In brief: Saudi Arabia could use its dominant role in the oil market to punish foreign governments if the country faces sanctions or other measures.
Oil rose from a one-month low after U.S. President Donald Trump promised “very severe” consequences in the case of a missing critic of Saudi Arabian leaders.
Futures gained 0.7 percent in New York on Friday, trimming its weekly loss to 3.1 percent. Trump’s remarks came as multiple investigations into Jamal Khashoggi’s disappearance dragged on more than two weeks after he entered the Saudi consulate in Istanbul. Ex-U.S. solicitor-general Ted Olson’s law firm said it is no longer lobbying on behalf of the kingdom, and noted oil IHS Markit Ltd. analyst Dan Yergin won’t attend the ‘Davos in the Desert’ event in Saudi Arabia.
Although the Saudis appear unlikely to follow through on threats to use oil as an economic weapon, “they could potentially do something if they wanted to,” said Josh Graves, senior market strategist at RJO Futures in Chicago.
What exactly did Saudi Arabia say to worry the oil market?
In interview excerpts released recently, Trump told the CBS program "60 Minutes" that the kingdom would face "severe punishment" if the allegations against it turn out to be true. This came after U.S. lawmakers raised the prospect of applying sanctions against Saudi individuals meant to punish human rights abuses.
The following morning, the Saudi Press Agency issued a statement saying Riyadh rejects all threats of economic sanctions, political pressure and false accusations, adding that it will respond to any action with "greater action."
What caught the eye of many oil market watchers was a reminder in the statement that "the Kingdom's economy has an influential and vital role in the global economy." Some took that as a veiled threat that Saudi Arabia could withhold supply and let oil prices rise.
A few hours later, the Saudi embassy in Washington, D.C., tweeted a clarification of the statement, saying it appreciated those who are not jumping to conclusions, including the United States.
Why does this matter?
Saudi Arabia produces about 10.5 million barrels of oil per day, equal to more than 10 percent of global crude demand. It exports about 7 million barrels a day of oil, depending on the month.
Given those figures, the kingdom is a central pillar of the global oil market at any time. But its influence is especially pronounced right now.

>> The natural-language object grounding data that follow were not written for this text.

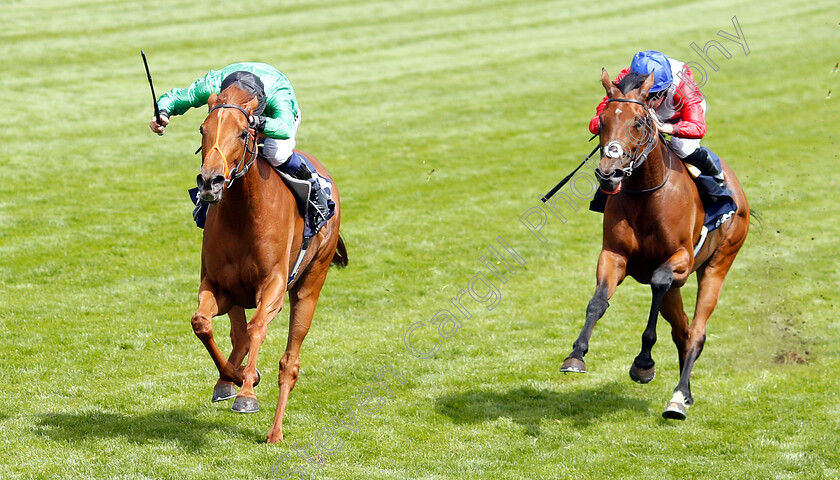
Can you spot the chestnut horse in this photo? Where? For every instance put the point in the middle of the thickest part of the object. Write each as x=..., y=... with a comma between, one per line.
x=252, y=237
x=652, y=222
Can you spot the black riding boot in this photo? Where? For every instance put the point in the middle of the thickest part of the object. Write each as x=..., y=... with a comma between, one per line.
x=317, y=196
x=700, y=159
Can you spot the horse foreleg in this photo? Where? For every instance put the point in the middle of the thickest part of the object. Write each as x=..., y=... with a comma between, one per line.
x=209, y=305
x=611, y=271
x=672, y=310
x=303, y=300
x=224, y=389
x=643, y=370
x=710, y=280
x=269, y=303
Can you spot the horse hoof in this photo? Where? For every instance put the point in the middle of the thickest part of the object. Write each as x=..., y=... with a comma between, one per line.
x=245, y=405
x=674, y=411
x=574, y=365
x=642, y=375
x=225, y=391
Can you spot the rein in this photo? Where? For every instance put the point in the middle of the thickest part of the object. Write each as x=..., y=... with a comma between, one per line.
x=242, y=167
x=614, y=150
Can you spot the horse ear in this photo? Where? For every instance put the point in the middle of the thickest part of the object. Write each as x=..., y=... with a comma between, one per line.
x=252, y=105
x=645, y=88
x=612, y=90
x=212, y=101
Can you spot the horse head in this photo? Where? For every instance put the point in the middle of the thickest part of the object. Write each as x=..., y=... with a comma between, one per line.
x=228, y=141
x=627, y=134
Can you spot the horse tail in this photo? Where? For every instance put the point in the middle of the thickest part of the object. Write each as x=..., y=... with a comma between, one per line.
x=340, y=259
x=755, y=215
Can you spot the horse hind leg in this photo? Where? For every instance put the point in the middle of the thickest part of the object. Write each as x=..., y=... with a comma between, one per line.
x=271, y=302
x=210, y=305
x=303, y=299
x=710, y=282
x=643, y=370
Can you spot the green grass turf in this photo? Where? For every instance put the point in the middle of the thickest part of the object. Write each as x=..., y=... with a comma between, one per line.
x=442, y=122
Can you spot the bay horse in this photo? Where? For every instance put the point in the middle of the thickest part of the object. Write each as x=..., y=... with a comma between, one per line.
x=252, y=237
x=652, y=222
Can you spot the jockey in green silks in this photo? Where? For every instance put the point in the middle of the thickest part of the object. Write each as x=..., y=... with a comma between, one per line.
x=277, y=115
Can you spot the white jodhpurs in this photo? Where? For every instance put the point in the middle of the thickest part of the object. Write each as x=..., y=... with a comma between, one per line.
x=277, y=151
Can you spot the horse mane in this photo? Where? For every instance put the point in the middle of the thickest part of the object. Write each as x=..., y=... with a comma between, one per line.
x=631, y=82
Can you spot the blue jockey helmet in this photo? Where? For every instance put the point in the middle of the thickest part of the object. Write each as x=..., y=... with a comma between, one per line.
x=652, y=61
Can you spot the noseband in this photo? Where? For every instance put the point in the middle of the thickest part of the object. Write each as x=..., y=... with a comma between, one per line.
x=614, y=150
x=249, y=156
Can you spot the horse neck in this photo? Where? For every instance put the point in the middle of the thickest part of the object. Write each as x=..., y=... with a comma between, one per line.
x=652, y=172
x=242, y=198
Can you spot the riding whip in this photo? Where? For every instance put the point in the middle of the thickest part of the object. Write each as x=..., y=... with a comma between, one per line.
x=569, y=176
x=154, y=97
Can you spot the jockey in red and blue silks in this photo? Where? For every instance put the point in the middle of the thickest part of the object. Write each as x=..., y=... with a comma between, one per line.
x=679, y=105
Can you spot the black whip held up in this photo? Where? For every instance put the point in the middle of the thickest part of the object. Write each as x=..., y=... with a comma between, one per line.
x=569, y=176
x=154, y=97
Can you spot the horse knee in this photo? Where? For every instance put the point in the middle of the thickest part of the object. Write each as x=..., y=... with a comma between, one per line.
x=257, y=331
x=662, y=279
x=289, y=368
x=649, y=337
x=202, y=326
x=597, y=305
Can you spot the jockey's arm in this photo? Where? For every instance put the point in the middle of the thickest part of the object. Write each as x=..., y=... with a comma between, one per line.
x=692, y=119
x=279, y=117
x=178, y=100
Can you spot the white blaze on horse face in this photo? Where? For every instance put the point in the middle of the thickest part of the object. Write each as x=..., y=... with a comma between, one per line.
x=613, y=149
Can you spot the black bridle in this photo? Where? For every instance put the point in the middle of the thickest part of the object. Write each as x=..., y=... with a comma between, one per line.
x=613, y=150
x=249, y=156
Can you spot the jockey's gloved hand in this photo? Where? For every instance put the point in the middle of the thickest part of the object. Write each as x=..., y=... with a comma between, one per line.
x=258, y=122
x=159, y=127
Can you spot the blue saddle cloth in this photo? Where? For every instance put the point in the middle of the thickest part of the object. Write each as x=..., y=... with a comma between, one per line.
x=313, y=217
x=718, y=202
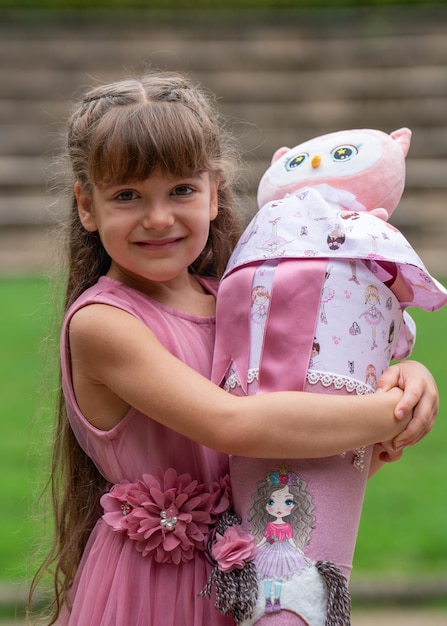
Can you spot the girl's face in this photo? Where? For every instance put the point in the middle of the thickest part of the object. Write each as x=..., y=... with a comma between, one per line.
x=280, y=503
x=152, y=229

That's because the Trump administration is aiming to wipe out oil exports from Iran, OPEC's third-biggest partner and a longtime enemy of both Saudi Arabia and the United States. Trump restored sanctions on Iran in May and gave oil buyers until Nov. 4 to stop importing Iranian crude.

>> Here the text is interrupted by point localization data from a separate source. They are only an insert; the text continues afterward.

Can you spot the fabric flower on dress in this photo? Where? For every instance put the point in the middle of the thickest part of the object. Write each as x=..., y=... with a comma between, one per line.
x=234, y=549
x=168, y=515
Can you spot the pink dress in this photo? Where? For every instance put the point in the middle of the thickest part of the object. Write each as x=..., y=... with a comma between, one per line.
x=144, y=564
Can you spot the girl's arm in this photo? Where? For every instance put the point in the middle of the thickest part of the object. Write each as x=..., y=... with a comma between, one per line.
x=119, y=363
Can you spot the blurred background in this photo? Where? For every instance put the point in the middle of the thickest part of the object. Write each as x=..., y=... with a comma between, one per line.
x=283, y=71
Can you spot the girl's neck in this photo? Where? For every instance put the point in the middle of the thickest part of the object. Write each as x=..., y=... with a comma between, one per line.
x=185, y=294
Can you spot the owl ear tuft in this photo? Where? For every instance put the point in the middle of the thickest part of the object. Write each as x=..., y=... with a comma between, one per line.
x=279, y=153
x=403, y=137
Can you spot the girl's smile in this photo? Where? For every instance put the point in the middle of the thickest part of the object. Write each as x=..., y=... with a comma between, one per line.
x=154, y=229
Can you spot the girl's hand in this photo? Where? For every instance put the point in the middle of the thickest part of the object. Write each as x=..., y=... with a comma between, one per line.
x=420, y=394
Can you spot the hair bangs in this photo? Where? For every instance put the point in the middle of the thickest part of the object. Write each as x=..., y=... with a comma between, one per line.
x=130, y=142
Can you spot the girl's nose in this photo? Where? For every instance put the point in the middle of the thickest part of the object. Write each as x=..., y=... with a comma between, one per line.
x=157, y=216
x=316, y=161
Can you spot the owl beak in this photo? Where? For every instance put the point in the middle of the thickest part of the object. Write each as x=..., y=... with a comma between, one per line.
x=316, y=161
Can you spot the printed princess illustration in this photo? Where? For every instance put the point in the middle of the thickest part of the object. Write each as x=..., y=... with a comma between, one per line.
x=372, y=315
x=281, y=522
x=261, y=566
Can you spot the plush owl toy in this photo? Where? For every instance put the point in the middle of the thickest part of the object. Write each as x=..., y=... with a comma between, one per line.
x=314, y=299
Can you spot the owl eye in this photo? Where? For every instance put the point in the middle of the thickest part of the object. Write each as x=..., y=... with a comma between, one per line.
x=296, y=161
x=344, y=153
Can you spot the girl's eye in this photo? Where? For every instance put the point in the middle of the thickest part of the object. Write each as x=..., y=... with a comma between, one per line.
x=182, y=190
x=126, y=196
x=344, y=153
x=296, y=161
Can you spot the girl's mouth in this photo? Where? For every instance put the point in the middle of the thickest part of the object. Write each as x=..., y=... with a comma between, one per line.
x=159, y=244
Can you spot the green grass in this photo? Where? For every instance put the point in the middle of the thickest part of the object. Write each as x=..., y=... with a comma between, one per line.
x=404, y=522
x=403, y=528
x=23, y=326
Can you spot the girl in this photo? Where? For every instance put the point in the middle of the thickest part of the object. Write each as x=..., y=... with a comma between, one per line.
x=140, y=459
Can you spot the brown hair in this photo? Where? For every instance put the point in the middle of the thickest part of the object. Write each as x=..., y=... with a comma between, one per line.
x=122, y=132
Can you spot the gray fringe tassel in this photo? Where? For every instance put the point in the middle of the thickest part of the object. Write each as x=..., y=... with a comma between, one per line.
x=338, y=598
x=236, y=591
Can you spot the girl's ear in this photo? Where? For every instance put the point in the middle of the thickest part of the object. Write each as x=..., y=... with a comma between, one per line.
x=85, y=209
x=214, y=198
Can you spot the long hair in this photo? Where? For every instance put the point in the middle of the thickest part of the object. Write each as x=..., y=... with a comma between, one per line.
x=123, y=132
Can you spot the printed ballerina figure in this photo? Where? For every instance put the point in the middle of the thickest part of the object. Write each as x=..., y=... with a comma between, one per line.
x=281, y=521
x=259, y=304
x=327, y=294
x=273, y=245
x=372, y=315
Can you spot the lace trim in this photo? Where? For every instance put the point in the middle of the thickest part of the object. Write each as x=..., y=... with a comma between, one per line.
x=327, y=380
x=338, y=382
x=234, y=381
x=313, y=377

Saudi Arabia is one of the few OPEC nations with enough spare capacity to offset the loss of Iranian barrels. The Trump administration is relying on the kingdom to increase output and blunt the upward pressure on oil prices caused by its Iran policy.
Brent crude recently hit a nearly four-year high above $86 a barrel, largely fueled by uncertainty over the impact of the Iran sanctions and concerns about Saudi Arabia's ability to fill the gap.
"The question is will Saudi really use this oil weapon?" Helima Croft, global head of commodity strategy at RBC Capital Markets told CNBC's "Closing Bell" on October the 15th. "That would endanger Saudi's reputation as a stable, reliable supplier to global markets."
Fears are spreading that Saudi Arabia, amid the growing global outcry caused by the disappearance of Saudi journalist Jamal Khashoggi, may hit back at potential economic sanctions by weaponizing its oil dominance.